There are about 43,000 new diagnoses for oral or pharyngeal cancer in the U.S. every year, and about 8,000 people will die from these diseases annually. Oral cancer five-year survival rates are only at 57 percent, which is markedly lower than survival rates for diseases like breast cancer (85 percent) or prostate cancer (close to 100 percent). Despite significant advances in cancer treatments and therapies, the five-year survival rate for oral cancer has remained the same for decades because many people do not discover the cancer until very late in the development, when it has metastasized to another area of the body (often the lymph nodes in the neck).
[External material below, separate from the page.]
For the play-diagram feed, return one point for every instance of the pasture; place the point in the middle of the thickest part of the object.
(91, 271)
Risk Factors for Oral Cancer
It’s important to understand the risk factors for oral cancer so you know whether you should visit a dentist for an oral cancer screening. The most common risk factors for developing oral cancers include:
- Age – individuals over 40 are at a higher risk of developing this disease.
- Smoking or using smokeless tobacco – smokeless tobacco is not a safer alternative to smoking, and both put you at risk for oral cancer.
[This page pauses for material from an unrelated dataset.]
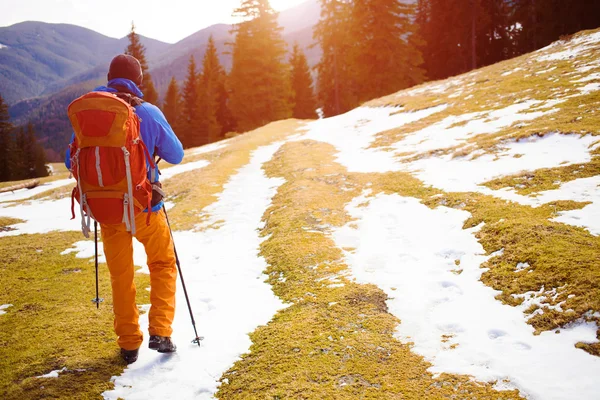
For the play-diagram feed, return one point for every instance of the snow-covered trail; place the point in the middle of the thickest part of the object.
(227, 289)
(454, 320)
- Excessive alcohol consumption – this risk is increased for individuals who combine heavy alcohol consumption with tobacco use.
- Frequent or prolonged exposure to sun without proper protection – this can lead to cancers in the lip area, although these are declining with the increased awareness of the dangers of ultraviolet rays.
- Previous diagnosis of oral cancer or other cancers.
In recent years doctors have seen an increase in the number of younger people diagnosed with the disease, and research has revealed it is likely due to human papilloma virus number 16 (HPV16), a disease transmitted through sexual contact. Getting oral cancer from HPV16 is particularly dangerous because it often affects the back of the mouth, such as oropharynx, tonsils, or the back of the tongue, and doesn’t produce some of the same telltale signs of disease (visible lesions, discoloration) that can lead to early diagnosis.
Getting Screened for the Disease
Part of the danger with oral cancer is that there are not a lot of really obvious signs of the disease in its early stages. The best way to lower your risk is to visit your dentist regularly for cleanings and check-ups, at the recommended six-month intervals. Dentists can often see some of the early changes in the tissues in your mouth, or even feel the tumor while it is still very small.
Some other signs of oral cancer include a white or red patch of tissue in the mouth, a canker sore that doesn’t heal after more than two weeks, or unexplained and persistent bleeding in the mouth. If you can feel an obvious lump or bump, you have difficulty swallowing, a persistent earache on one side, or hoarseness that doesn’t heal for a long time, it’s a good idea to have these things checked by your dentist. Often the dentist will order a biopsy of suspicious-looking areas to determine for sure whether it is cancer.
Treating Oral Cancer
Treatment for oral cancer may involve a mix of surgery, radiation, and chemotherapy depending on the stage at diagnosis. These methods are most effective when you can catch the cancer early.
If you have not been screened recently for oral cancer and you have some warning signs or risk factors, it’s important to see a dentist right away. The Dental Clinic at Roseman University offers an affordable option for dental care if you don’t have a dentist or don’t have dental insurance. Early diagnosis and treatment offer the best chance for survival when it comes to oral cancer.